CAPTAIN MULZAC WW2 HERO AND AMERICA’S FIRST BLACK MASTER MARINER

In 1942, Captain Hugh Mulzac, commander of the SS Booker T. Washington. Photo via the Department of Transportation.

23 FEB 2021

When the United States entered World War II in December 1941, it faced a shortage of merchant mariners. With supplies in desperate needs overseas a massive sealift would require not only a huge fleet of cargo ships, but the seafarers to sail them. This opened the door a bit to black mariners for a range of shipboard jobs. One of the most dramatic stories of this era involved shipmaster Hugh Mulzac.

Born in the British West Indies in 1886, Mulzac went to sea after high school, sailing on British vessels. He later attended the Nautical School in Swansea, in the United Kingdom, earning a mate’s license. He sailed as a ship’s officer in World War I, and came to the United States, becoming a citizen in 1918.

By 1920, Mulzac passed the examination as a U.S. shipmaster, but there were no shipboard berths available to a black captain. Although he held a master’s license, which qualified him to be a ship’s captain, he worked for the next 20 years mostly in the steward’s department of various shipping lines.
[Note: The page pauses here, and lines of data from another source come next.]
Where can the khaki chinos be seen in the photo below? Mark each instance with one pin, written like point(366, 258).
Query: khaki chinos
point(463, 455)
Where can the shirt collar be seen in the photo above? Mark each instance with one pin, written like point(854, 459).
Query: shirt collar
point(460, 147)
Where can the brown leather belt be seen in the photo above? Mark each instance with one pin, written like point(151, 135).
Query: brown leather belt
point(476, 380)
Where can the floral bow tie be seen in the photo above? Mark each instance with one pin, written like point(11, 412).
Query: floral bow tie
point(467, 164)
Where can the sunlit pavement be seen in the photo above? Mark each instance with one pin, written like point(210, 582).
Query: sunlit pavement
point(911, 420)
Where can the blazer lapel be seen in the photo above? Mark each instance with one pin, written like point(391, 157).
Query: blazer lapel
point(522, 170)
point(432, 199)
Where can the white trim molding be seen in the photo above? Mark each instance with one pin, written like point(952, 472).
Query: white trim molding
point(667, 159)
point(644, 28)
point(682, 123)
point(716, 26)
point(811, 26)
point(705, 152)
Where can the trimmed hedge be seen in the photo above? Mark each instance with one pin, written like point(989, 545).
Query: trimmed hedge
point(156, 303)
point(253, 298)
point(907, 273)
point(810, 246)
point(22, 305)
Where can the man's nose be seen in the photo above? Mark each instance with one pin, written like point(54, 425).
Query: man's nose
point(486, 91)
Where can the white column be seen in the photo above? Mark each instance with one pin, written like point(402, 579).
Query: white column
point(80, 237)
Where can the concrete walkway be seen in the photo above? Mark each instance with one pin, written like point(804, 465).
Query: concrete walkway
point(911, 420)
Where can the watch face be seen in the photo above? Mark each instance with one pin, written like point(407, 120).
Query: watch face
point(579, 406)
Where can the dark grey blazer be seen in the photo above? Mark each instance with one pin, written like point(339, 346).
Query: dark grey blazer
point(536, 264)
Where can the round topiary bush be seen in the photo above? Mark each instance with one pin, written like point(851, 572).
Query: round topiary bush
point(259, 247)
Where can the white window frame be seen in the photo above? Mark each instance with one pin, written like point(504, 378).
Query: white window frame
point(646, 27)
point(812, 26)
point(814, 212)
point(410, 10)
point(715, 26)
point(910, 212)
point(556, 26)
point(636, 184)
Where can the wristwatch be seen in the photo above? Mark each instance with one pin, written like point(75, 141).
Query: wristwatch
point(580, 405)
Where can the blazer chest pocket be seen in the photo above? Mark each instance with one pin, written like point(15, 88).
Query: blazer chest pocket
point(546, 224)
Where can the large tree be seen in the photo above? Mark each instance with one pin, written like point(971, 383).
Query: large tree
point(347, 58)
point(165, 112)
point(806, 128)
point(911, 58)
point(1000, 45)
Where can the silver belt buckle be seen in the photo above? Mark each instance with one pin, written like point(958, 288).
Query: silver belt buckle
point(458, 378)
This was the only shipboard work he could find, and he became an expert in food service management.

With the outbreak of World War II, Mulzac recognized an opportunity to use his license and command a vessel. At age 56, he was named master of the new Liberty ship Booker T. Washington , christened by legendary opera singer Marian Anderson. Mulzac insisted on having an integrated crew, not the all black crew that had been planned. The U.S. Maritime Commission relented, and the Booker T. Washington made 22 round-trip voyages with Mulzac at the helm.

With the war’s end, Mulzac found himself “on the beach,” again the victim of discrimination. Because of his involvement in the 1930s in the labor union movement, he also fell prey to the rampant McCarthyism of the early 1950s.

It was not until 1960, at age 74, that Mulzac could obtain another maritime officer job, as a night mate. He died in 1971, but left a legacy of courage, fierce determination and accomplishment in the face of extreme hardship. Joseph B. Williams, the first African-American graduate of the U.S. Merchant Marine Academy, sailed as a cadet-in-training aboard the Liberty ship Booker T. Washington. He remembered Capt. Hugh Mulzac as a “demanding taskmaster,” but who taught him “how to be a qualified officer.”

Mulzac’s war service was brief but intense and ended abruptly. Blackpast.org reports:

When his last assignment on a Liberty ship ended in 1947, now 61-year-old Mulzac was still denied the opportunity to command privately owned commercial vessels. He retired from seafaring and turned to radical politics. In 1950, Mulzac ran on the American Labor Party (ALP) ticket for Queens Borough President.  He received only 15,000 votes in his losing bid.  With the U.S. in the midst of the Cold War, Mulzac in 1951 was blacklisted by shipping companies because of his affiliation with the controversial ALP which many considered a Communist organization.  The U.S. Government also revoked his seaman’s papers and license.  In 1960, a federal judge reinstated Mulzac’s seaman’s documents and license and soon afterward at the age of 75 Mulzac found work again as a seaman. 

After the war, Mulzac could not regain a position as captain. In 1948 he unsuccessfully filed a lawsuit against the ship’s operators.

Captain Mulzac died in 1971 at the age of 84.